You would be quite wrong to call them panzoists of even the closet variety without some confirmation. Why don't you just email and ask them if you are representing their positions correctly if they have never stated it anywhere?

Clearly, they are arguing "continuum" in the way one might argue there is no clear moment - no picosecond or molecule - where the land becomes the sea. At the transition zone, you see spatially mixed or temporally transient states of dry and wet. But it is not then "actually land all the way down", because quite quickly it actually does become unambiguously just sea.

A vague transistion zone is a very different claim to panzooism (where the essence is always there). So you shouldn't be twisting the words of others to claim they are panzooists backpedalling for the sake of academic credibility.

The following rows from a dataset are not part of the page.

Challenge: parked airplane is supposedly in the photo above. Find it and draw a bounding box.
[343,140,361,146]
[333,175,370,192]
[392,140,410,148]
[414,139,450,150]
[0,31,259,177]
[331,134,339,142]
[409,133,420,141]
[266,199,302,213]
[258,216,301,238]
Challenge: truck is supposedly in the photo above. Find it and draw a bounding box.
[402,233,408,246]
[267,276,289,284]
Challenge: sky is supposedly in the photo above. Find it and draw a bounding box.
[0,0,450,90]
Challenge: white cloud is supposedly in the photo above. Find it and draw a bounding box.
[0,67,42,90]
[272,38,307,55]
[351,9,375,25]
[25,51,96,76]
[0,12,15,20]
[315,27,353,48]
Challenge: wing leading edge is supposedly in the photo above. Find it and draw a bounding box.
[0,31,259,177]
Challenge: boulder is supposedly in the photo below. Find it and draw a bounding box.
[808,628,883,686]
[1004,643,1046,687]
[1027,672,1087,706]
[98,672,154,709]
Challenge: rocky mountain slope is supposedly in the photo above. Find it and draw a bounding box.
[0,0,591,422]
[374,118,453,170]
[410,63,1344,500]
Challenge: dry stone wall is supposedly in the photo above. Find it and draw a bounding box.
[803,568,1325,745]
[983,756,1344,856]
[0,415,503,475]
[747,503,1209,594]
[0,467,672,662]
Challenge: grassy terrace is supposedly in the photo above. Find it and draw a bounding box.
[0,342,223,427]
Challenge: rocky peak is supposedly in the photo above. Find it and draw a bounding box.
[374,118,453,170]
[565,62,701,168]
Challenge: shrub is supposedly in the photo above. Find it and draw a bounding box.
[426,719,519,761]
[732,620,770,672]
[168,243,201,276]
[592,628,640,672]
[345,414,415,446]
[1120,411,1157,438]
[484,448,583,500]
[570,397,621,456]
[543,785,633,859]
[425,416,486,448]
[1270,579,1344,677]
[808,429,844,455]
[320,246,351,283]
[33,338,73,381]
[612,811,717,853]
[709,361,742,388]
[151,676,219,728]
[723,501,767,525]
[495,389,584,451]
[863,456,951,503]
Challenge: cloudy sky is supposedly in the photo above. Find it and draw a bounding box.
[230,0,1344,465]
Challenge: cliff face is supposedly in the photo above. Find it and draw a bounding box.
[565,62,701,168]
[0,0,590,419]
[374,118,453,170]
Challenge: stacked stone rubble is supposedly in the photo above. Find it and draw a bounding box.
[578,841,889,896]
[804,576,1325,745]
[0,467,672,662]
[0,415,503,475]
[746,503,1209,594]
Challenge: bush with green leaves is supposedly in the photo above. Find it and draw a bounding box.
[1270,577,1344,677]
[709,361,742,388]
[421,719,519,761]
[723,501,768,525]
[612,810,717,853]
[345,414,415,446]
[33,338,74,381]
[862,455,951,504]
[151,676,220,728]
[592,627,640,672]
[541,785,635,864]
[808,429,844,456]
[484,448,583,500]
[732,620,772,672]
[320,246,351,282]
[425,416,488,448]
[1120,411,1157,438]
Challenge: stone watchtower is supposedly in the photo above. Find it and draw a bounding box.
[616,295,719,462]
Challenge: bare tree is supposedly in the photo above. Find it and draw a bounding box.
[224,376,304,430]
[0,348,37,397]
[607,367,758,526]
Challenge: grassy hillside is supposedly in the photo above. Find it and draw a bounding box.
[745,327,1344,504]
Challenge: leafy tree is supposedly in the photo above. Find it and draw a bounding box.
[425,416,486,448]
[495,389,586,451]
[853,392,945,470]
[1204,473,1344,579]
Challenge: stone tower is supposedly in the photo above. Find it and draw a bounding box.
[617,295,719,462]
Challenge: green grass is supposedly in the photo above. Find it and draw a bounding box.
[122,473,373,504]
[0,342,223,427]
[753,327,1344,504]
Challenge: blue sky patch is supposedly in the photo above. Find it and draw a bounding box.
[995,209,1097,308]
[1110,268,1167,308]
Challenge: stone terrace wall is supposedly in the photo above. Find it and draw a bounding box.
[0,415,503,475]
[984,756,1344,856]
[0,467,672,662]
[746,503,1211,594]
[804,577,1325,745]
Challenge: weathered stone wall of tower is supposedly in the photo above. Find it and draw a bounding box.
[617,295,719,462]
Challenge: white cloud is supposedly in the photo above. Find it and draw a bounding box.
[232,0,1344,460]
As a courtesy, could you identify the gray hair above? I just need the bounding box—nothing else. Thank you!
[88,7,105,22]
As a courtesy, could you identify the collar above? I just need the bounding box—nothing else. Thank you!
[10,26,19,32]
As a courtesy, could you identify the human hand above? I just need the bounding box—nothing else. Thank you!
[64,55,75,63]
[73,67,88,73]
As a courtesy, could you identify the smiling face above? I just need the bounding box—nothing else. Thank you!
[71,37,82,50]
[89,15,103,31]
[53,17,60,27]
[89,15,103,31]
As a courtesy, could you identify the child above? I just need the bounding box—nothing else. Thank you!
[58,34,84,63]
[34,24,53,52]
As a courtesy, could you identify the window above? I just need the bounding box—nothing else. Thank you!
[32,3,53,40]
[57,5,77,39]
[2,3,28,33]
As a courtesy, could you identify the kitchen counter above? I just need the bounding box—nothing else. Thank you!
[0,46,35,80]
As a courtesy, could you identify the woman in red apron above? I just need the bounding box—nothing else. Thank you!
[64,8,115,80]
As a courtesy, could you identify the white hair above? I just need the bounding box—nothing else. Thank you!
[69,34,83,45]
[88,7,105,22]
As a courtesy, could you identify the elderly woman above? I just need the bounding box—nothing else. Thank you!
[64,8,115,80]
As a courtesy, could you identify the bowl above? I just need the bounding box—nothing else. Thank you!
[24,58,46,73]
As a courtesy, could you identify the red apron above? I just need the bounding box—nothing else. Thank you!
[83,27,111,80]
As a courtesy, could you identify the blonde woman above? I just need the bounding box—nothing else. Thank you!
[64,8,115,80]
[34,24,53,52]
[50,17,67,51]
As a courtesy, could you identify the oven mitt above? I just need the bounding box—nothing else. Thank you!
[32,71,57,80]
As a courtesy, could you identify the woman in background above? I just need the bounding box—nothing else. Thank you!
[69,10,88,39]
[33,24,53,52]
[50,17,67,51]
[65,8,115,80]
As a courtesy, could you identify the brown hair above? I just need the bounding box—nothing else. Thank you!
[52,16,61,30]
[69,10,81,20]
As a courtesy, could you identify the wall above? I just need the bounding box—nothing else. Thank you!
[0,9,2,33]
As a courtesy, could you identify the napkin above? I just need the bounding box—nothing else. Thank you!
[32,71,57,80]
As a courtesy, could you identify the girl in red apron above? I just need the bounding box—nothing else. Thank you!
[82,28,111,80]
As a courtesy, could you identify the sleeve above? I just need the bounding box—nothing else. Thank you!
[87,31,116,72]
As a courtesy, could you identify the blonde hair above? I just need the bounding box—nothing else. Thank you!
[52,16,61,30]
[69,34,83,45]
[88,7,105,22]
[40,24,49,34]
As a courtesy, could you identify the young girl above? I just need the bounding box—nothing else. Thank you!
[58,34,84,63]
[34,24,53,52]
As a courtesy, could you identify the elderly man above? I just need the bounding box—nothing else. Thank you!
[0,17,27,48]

Has this JCS paper of yours passed peer review and been accepted for publication?
 
  • #86


ConradDJ said:
We generally describe physical interaction in a “global” spacetime context – which clearly works for classical physics. But my guess is that the quantum theory will only begin to make sense when we see it as describing “the world from inside” – from the point of view of the participants, so to speak. Classically we expect a system to “have” certain properties and “be” in certain states – defined in terms of a global background. But at the atomic level, information about “properties” and “states” can be determinate only insofar as there’s a local context within the web of one-on-one relationships that can actually define and communicate that information.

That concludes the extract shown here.